Il y a encore quelque temps, tout était prétexte pour entamer la conversation avec ses voisin de siège, aujourd’hui, on évite les regards, de temps en temps on s’adresse un sourire triste mais on ne se parle plus, on ne sait pas qui écoute, on ne sait pas qui ou quoi peut nous attendre à la descente.
Moi je lis, j’ai déniché, je ne sais plus où, un roman d’espionnage qui se passe à Alexandrie avant la deuxième guerre mondiale.
Alexandrie, un nom extraordinaire! Sa sonorité m’évoque l’abondance, le mystère ...

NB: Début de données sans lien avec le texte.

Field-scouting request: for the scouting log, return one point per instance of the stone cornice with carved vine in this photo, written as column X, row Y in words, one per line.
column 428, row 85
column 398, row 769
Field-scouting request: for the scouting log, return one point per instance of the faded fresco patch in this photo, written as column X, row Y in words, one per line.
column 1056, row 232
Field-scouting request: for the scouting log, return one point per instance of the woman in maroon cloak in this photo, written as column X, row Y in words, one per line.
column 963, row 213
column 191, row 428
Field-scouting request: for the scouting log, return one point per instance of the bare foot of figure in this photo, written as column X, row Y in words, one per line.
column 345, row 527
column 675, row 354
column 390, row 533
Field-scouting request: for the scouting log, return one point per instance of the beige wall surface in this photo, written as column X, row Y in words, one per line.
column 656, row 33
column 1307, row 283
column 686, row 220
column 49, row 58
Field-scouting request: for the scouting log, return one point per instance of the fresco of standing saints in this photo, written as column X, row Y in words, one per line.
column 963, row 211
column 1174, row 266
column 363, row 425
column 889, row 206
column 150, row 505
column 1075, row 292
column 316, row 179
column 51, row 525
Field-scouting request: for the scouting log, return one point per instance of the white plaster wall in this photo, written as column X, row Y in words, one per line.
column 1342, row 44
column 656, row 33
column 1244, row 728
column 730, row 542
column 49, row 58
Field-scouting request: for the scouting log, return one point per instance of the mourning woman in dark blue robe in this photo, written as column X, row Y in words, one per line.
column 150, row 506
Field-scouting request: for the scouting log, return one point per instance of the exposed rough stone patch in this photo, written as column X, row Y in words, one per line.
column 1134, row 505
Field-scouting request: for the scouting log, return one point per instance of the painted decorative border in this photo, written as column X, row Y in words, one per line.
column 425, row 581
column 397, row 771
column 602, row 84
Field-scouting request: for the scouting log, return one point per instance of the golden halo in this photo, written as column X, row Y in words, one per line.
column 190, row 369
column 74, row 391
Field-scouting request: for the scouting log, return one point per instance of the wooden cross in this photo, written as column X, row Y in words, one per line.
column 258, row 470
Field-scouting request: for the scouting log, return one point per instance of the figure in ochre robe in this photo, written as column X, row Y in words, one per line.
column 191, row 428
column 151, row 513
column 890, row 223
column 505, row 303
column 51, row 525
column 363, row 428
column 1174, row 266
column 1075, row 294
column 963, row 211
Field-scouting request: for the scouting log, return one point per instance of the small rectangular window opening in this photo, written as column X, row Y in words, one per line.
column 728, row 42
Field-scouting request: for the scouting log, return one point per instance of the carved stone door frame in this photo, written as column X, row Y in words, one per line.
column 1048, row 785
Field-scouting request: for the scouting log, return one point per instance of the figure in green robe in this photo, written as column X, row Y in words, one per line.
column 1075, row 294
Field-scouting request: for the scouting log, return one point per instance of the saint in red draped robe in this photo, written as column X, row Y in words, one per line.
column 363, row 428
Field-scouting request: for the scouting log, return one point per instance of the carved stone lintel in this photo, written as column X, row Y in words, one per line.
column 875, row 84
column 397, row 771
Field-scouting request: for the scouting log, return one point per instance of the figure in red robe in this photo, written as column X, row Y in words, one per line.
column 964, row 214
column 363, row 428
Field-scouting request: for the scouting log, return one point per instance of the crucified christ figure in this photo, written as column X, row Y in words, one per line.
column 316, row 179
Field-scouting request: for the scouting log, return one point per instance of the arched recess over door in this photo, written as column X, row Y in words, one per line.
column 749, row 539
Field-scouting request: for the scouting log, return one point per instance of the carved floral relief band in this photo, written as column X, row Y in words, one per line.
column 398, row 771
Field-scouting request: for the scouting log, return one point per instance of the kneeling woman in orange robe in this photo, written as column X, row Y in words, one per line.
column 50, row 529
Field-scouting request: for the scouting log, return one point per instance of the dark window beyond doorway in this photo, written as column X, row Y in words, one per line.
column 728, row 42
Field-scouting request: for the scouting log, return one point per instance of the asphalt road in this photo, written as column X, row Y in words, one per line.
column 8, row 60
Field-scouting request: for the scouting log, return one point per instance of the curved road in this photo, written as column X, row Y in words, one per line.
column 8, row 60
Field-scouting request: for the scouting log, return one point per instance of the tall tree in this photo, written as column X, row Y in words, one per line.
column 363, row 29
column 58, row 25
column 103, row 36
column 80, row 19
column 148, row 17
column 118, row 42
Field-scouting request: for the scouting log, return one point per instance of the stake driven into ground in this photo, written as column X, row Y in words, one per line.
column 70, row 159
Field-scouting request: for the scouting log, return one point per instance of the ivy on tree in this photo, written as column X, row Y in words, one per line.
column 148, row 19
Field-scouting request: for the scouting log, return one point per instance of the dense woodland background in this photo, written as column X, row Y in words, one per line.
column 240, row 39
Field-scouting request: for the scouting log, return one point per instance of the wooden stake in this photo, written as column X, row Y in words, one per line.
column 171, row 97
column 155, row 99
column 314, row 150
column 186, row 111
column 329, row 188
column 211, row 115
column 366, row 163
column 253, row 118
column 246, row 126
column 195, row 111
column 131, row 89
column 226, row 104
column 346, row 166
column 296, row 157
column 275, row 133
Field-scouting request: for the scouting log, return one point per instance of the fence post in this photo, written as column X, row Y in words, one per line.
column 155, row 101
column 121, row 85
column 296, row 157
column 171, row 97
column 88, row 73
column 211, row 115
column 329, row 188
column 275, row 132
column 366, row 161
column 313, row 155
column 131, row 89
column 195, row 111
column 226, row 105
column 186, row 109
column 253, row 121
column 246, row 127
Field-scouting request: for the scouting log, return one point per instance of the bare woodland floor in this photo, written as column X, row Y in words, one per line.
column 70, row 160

Je me retire dans mon bouquin.
Les intrigues amoureuses et politiques autour de l’ambassadeur d’Angleterre figurent un monde illusoire, figé et opaque. Je ne m’attarde pas. Je préfère suivre les personnages de la ville blanche à la ville rouge, entre les hauts murs en brique qui cachent le soleil, et aussi gorger mes yeux des bleus et d’ocres lumineux, m’enivrer avec les odeurs d’épices et de ragoût de mouton.
Je disparais dans le ventre de la ville basse, je musarde dans ses boyaux frais et sombres. Je veux que cela dure longtemps, longtemps, mais le train s’arrête et je quitte Alexandrie pour descendre.
Je suis à Buenos Aires en 1976 et le glas sonne et sonne.